2003 : invasion de l’Irak ? Ou en est-on ?

Bien sûr si on utilise l’arme nucléaire, que plus rien ne subsiste, il n’y aura plus de problème. Cela veut dire qu’il faut penser dès à présent à se débarrasser de tout ce qui n’est pas occidental. Parce que ni l’Inde, ni la Chine n’ont à long terme vocation à plier le genou devant de pareilles « valeurs ».

Il me semble que la coopération entre États, entre nations est quelques choses qui existent. Qu’il n’est pas interdit de discuter avec celles et ceux qui veulent discuter. Qu’il faut sortir de ces logiques d’enfermement dans lesquelles nous nous piégeons nous même en refusant de parler à tel ou tel. En érigeant des listes noires sans cesse plus longues qui nous évitent d’aborder la réalité des problèmes. Les Palestiniens qui ont voté pour le Hamas n’ont pas voté pour la destruction d’Israël, tout le monde le sait. Ils ont voté d’abord parce que « la communauté internationale » le leur a demandé, ensuite parce qu’ils veulent vivre dignement et faire valoir les droits politiques et historiques légitimes qui sont les leurs, tout simplement. Est-ce si difficile à comprendre ?

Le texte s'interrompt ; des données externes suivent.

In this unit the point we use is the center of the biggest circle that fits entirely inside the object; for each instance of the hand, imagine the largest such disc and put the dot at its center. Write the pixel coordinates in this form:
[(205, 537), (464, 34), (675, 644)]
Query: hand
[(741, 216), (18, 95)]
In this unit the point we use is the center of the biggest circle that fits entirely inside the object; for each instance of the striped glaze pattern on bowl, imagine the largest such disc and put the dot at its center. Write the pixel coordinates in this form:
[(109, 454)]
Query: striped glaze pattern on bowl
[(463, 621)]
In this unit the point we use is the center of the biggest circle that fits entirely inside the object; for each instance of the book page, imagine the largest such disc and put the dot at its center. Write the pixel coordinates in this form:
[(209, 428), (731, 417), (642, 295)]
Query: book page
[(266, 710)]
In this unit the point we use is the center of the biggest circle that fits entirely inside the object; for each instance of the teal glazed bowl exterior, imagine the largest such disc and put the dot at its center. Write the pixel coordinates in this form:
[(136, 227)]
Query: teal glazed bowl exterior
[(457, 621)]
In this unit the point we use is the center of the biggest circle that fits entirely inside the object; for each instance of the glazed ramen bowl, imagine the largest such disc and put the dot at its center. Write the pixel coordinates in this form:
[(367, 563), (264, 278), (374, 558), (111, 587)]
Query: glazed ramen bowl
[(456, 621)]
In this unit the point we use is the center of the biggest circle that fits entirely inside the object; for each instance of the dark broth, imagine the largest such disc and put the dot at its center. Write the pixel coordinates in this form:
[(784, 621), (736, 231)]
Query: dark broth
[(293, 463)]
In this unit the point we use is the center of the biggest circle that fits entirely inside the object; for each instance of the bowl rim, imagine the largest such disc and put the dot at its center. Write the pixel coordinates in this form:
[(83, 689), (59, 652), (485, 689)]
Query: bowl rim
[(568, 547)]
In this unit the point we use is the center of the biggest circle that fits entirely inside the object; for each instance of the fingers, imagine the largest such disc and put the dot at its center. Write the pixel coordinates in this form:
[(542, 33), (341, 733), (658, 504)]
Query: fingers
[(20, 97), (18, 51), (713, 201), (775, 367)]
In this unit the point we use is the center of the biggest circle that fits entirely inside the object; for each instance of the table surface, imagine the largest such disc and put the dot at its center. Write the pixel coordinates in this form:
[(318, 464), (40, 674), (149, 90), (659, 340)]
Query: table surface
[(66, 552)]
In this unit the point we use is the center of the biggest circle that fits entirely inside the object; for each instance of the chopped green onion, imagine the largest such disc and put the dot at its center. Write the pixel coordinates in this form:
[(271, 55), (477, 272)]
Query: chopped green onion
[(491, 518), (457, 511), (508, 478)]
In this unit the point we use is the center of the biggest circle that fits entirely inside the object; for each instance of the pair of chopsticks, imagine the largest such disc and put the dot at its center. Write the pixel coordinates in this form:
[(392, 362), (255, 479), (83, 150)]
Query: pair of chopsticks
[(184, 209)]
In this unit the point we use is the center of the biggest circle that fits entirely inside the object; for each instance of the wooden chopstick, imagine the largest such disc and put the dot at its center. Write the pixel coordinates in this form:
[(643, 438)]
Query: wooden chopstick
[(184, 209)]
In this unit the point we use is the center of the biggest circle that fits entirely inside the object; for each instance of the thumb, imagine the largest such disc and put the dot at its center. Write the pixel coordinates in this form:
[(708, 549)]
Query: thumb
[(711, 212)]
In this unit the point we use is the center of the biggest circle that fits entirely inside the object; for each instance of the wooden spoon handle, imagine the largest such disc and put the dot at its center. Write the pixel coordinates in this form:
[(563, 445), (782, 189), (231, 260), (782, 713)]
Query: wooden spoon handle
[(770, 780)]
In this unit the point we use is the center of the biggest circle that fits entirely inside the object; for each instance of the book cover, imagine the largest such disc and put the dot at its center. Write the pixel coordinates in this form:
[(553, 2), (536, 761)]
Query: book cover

La vraie faiblesse, la vraie peur, est de refuser de regarder la réalité en face et de dialoguer avec ceux qui composent la réalité du monde tel qu’il est, et dont nous ne sommes qu’une partie. Il ne fallait pas parler à ARAFAT, on a crée et on a eu le Hamas, il ne faut pas parler avec le Hamas, avec le Hezbollah ? On aura Al Qaïda. Et après ? Une bombe thermo nucléaire ?

Ce qu’il faut aujourd’hui, c’est retrouver cette capacité de s’adresser aux peuples, d’oser leur parler, de les considérer comme nos égaux, de lancer cette grande alliance des peuples plutôt que celle de l’Atlantique Nord, contre l’idéologie dominante du libéralisme financier qui gangrène l’idée même de démocratie. Sinon l’Occident ne pourra résister au ressentiment et à la vengeance de la misère du monde. Il ne fera que la retarder ou liquider 3 à 4 milliards d’individus.

Comment ne pas s’alarmer de cette multiplication des violations des droits les plus élémentaires par les démocraties elles mêmes : emprisonnements arbitraires, dissimulations, tortures, entreprises militaires illégales, non respect du vote des peuples...

Dans de telles conditions il ne faut pas s’étonner de voir des pans entiers de l’Afrique par exemple, se tourner vers la Chine ou l’Inde. Le mépris, l’arrogance et la violence occidentale, elle a déjà donné.